Speakers Who Sing
by Joan Melton, PhD, ADVS
Author of ONE VOICE: Integrating Singing Technique and Theatre Voice Training, and Singing in Musical Theatre: The Training of Singers and Actors
Email address: email@example.com
Speakers who sing often have distinctive qualities that enhance their stage presence and ability to communicate. They move with confidence and ease, their voices have a certain “ring,” and their speech is clear and interesting. Since we speak and sing with the same voice, singing can clearly influence the way we speak. For example, two physical actions basic to singing technique make an immediate difference in a speaker’s available pitch range and resonance (or richness of sound). Here are two exercises that will help you to use these natural physical actions:
- Relax the abdominal muscles and allow the lower ribs (mid-back) to widen gently on inhalation.
Exercise: While sitting, standing or moving about, keep the top of the sternum (breast bone)
lifted and the back of the neck long as you blow breath out in little spurts. Notice the inward (or in and up) action of the abs as you exhale, and the immediate release of the abs as the breath drops in. Next, either count, or speak bits of a poem or song using the same abdominal action and release. It’s the release that’s key!
NOTE: Although gym classes often encourage “tight abs,” continuous contraction of the abdominal muscles makes for shallow breathing which often translates into shallow sound and a feeling of “not enough breath.” We speak on exhalation, or on outgoing breath. The major muscles that manage breath movement are the abs, and in order to function efficiently, they need a balance of engagement and release. Additionally, the diaphragm, our major muscle of inhalation-which works without our direct attention-must contract downward toward the abs in order to make room in the chest cavity for the breath we need. So if the abs are tight, the diaphragm can’t do its job.
- Relax the jaw and make space in the throat, especially as you ascend in pitch.
Exercise: While sitting or standing, with the top of the sternum high and the back of the neck long, find the beginning of a yawn in the back of the throat, but keep your lips touching as you hum (sliding, as in a glissando or siren) up and down.

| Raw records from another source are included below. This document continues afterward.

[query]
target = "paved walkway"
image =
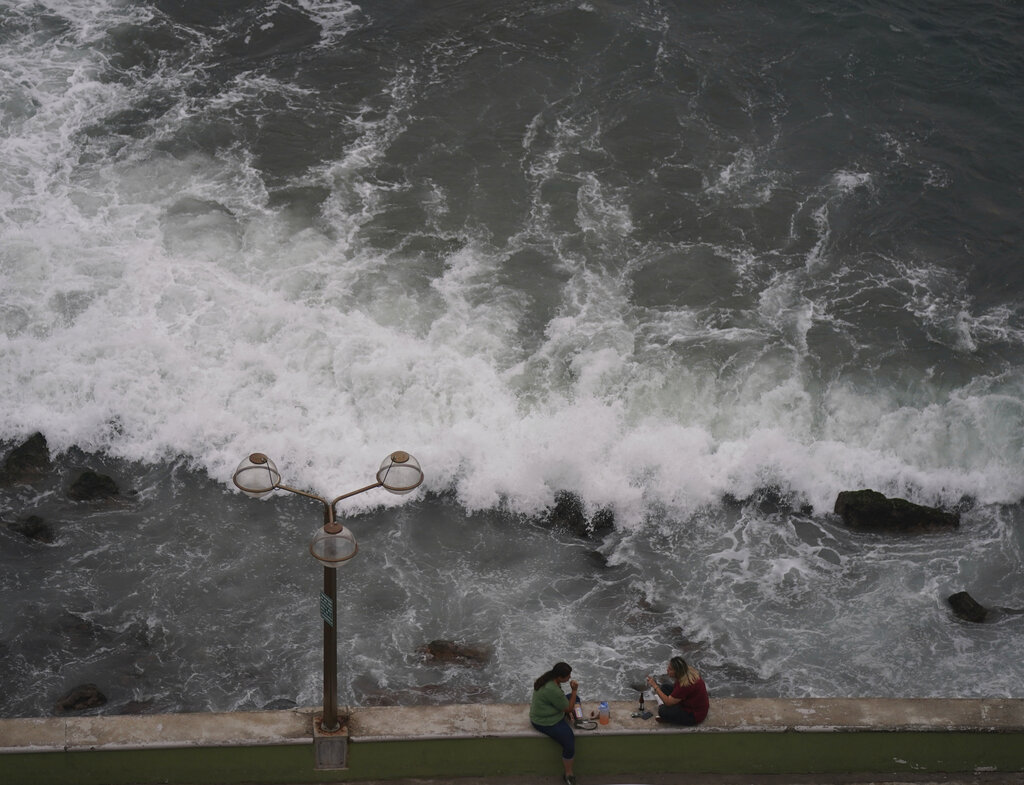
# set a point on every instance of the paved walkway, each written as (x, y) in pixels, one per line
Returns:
(725, 779)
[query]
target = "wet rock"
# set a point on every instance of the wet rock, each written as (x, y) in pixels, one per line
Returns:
(868, 510)
(80, 698)
(27, 463)
(35, 528)
(967, 607)
(452, 653)
(568, 514)
(136, 707)
(279, 704)
(92, 487)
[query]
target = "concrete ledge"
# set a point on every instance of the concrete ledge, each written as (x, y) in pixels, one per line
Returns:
(740, 736)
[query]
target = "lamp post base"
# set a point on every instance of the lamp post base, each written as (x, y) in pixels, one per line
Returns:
(330, 747)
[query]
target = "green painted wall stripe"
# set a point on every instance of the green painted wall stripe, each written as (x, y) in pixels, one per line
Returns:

Think of widening the back of the throat gently when you go higher in pitch. Then do the same thing on an “oo” with the lips puckered. This exercise is wonderful for blending the entire range of the voice. Repeat with one hand on the lower abs and note the connection between Exercise number 1 above and Exercise number 2.
NOTE: When we get excited or animated, our voices tend to ascend in pitch-which is fine. However, in order to use the upper part of our vocal range and maintain a pleasant sound, we need space in the throat, or a reasonably wide pharynx and lifted soft palate. Singing training is invaluable for opening that space and encouraging the habit of widening, instead of squeezing as you raise the pitch.
These simple and natural actions contribute to a feeling of calmness because they allow the body to breathe easily and release unproductive muscular tension.